Asset Management vs. Asset Resources
Last Modified: Jan 17, 2012
- George Freiberg - Hazen and Sawyer
Over the years most water and wastewater utilities have developed some form of asset management approach from the implementation of new and highly sophisticated risk management models, online performance monitoring and specialized planning committees to refinement, updating and integration of existing maintenance management and capital improvement planning programs.
Regardless of theoretical approach taken to protect, extend and prioritize planning for asset repair and replacement, do utilities have sufficient resources to implement what is put to paper, especially in terms of ongoing maintenance of critical and valued assets?
This paper will discuss a specific, objective approach called Zero Based Maintenance Staffing Projections, which can be used to estimate maintenance trade staffing levels that are necessary to effectively implement and sustain all maintenance task requirements associated with a defined asset and maintenance management program. In summary, the approach includes a detailed assessment of Preventative Maintenance (PM) tasks for each major discipline such as mechanical, electrical, instrumentation and control, heating/ventilation/ air conditioning, etc. Estimated time is then developed to complete each task followed by the application of various availability (total annual hours available to work per employee) and utilization factors (total time available less inherent inefficiencies such as travel time, setup time, troubleshooting, etc).

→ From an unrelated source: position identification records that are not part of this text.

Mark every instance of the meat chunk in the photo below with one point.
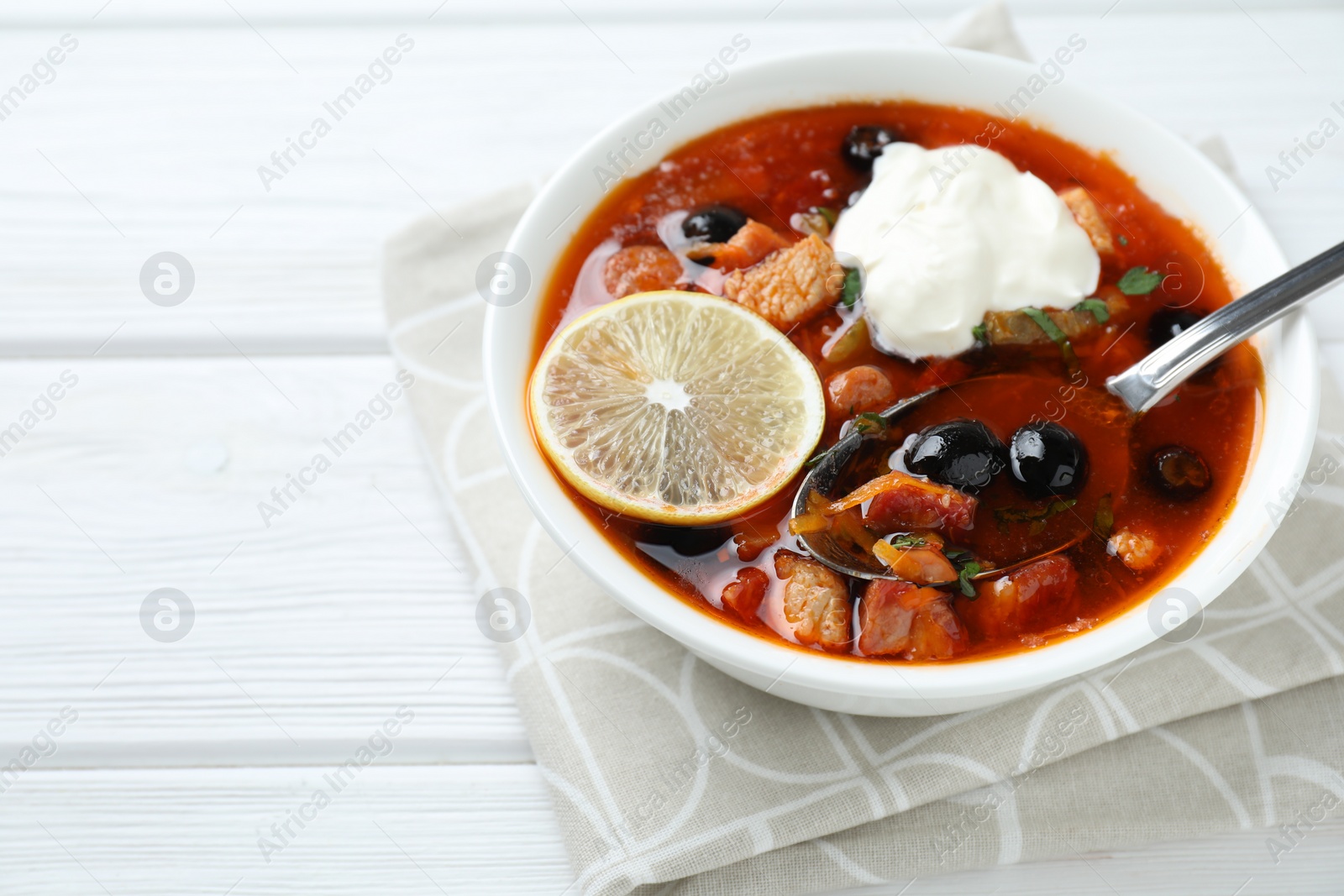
(884, 620)
(1089, 217)
(859, 389)
(936, 633)
(753, 242)
(816, 602)
(1005, 605)
(922, 566)
(750, 540)
(743, 594)
(917, 504)
(640, 269)
(1136, 550)
(898, 618)
(790, 286)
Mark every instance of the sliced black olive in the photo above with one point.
(1047, 459)
(1180, 472)
(712, 223)
(960, 453)
(1169, 322)
(864, 145)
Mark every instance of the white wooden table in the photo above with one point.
(309, 634)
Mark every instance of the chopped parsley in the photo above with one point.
(964, 577)
(1037, 517)
(1105, 519)
(1097, 308)
(1057, 335)
(853, 288)
(870, 423)
(967, 570)
(867, 423)
(1139, 281)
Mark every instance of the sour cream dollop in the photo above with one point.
(948, 234)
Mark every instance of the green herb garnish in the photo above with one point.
(1097, 308)
(1057, 335)
(853, 288)
(964, 575)
(867, 423)
(1037, 517)
(870, 422)
(1139, 281)
(1105, 519)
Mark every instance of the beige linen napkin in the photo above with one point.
(672, 778)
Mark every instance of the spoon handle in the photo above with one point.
(1171, 364)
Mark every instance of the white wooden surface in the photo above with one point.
(312, 631)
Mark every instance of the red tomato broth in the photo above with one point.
(790, 161)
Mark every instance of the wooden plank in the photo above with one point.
(470, 829)
(297, 13)
(292, 270)
(307, 631)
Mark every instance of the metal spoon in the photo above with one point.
(1140, 387)
(1171, 364)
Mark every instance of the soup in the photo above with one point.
(1021, 503)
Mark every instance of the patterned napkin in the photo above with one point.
(672, 778)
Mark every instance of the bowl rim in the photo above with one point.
(1288, 347)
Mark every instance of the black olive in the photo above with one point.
(1047, 459)
(864, 145)
(712, 223)
(1180, 472)
(687, 540)
(1169, 322)
(960, 453)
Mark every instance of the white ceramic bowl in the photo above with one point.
(1168, 170)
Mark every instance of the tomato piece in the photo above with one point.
(743, 594)
(1008, 604)
(921, 566)
(898, 618)
(904, 508)
(884, 621)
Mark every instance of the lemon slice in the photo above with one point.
(675, 407)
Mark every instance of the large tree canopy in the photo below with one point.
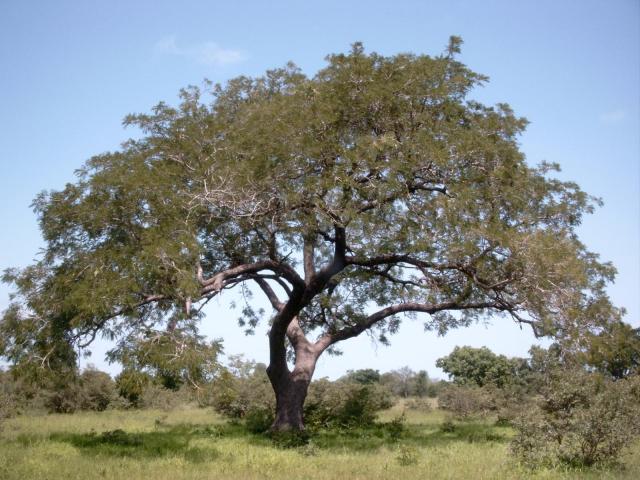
(375, 189)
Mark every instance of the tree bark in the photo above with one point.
(291, 387)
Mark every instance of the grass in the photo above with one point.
(197, 444)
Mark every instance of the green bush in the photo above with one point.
(259, 420)
(343, 404)
(97, 390)
(581, 419)
(131, 384)
(466, 401)
(161, 398)
(235, 393)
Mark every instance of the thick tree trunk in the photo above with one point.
(291, 391)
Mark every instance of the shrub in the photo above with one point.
(259, 420)
(131, 384)
(580, 419)
(344, 404)
(97, 390)
(235, 395)
(419, 404)
(161, 398)
(466, 401)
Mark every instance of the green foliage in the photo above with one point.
(416, 196)
(131, 384)
(615, 350)
(581, 419)
(98, 390)
(343, 404)
(480, 366)
(172, 359)
(404, 383)
(365, 376)
(244, 387)
(259, 420)
(160, 398)
(466, 401)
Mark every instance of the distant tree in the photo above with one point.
(421, 384)
(365, 376)
(372, 190)
(615, 350)
(480, 367)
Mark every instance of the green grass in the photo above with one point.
(197, 444)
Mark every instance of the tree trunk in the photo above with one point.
(291, 391)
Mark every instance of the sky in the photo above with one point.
(71, 70)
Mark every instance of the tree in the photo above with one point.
(373, 190)
(480, 367)
(614, 350)
(364, 376)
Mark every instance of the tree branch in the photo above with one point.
(354, 330)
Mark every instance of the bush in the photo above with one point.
(97, 390)
(235, 395)
(466, 401)
(161, 398)
(343, 404)
(581, 419)
(131, 384)
(259, 420)
(419, 404)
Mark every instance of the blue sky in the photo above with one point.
(71, 70)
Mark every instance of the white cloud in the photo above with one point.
(205, 53)
(614, 116)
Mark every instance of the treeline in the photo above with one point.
(237, 389)
(576, 406)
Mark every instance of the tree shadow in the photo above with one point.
(382, 435)
(159, 443)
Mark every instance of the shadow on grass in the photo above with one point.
(380, 435)
(173, 442)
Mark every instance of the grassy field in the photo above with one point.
(197, 444)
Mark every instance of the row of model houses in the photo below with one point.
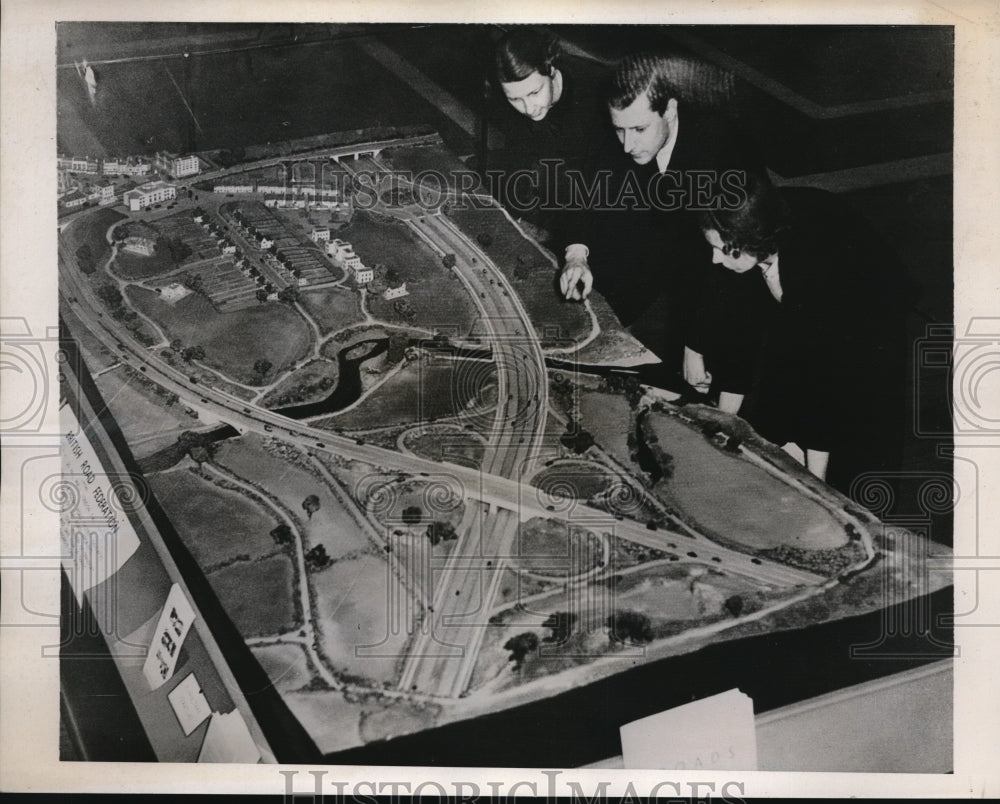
(104, 192)
(177, 166)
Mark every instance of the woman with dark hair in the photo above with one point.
(549, 120)
(802, 328)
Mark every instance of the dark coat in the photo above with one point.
(645, 244)
(566, 136)
(826, 367)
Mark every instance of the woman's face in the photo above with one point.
(722, 254)
(535, 95)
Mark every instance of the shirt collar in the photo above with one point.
(664, 154)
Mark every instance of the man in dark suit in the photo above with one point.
(670, 156)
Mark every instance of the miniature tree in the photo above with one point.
(561, 623)
(441, 531)
(317, 558)
(310, 505)
(520, 646)
(630, 627)
(261, 367)
(734, 605)
(282, 534)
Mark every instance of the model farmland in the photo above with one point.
(352, 416)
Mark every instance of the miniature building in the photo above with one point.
(342, 253)
(105, 192)
(395, 293)
(173, 292)
(78, 164)
(178, 166)
(65, 182)
(73, 200)
(152, 192)
(144, 246)
(134, 168)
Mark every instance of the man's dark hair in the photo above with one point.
(523, 51)
(662, 77)
(757, 224)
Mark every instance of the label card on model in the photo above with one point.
(189, 704)
(228, 740)
(171, 629)
(715, 733)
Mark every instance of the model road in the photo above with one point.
(467, 586)
(468, 483)
(442, 657)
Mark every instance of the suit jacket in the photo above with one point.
(643, 234)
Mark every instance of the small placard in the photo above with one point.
(171, 630)
(189, 704)
(228, 740)
(716, 733)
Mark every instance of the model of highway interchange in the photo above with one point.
(392, 451)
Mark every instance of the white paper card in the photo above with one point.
(714, 733)
(171, 630)
(96, 535)
(228, 740)
(189, 703)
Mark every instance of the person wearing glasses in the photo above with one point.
(801, 328)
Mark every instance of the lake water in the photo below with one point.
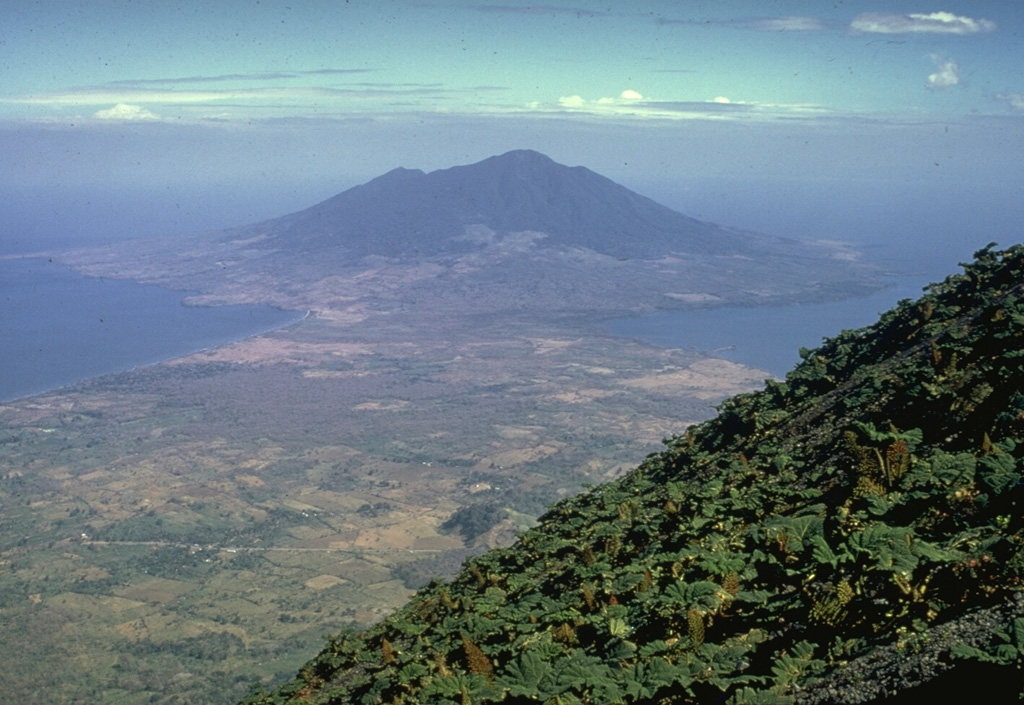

Once PM tasks and total time estimates per maintenance trade are determined, Corrective Maintenance (CM) staffing level are then estimated by applying various work level ratios (PM/CM estimates) along with estimated CM utilization factors. The end results provide utility management with an updated, objective assessment of equipment maintenance task needs and associated maintenance trade staffing levels. This process can be considered for developing staffing plans for new or expanded facilities that have minimal or no maintenance histories or for reviewing and updating the needs of existing facilities.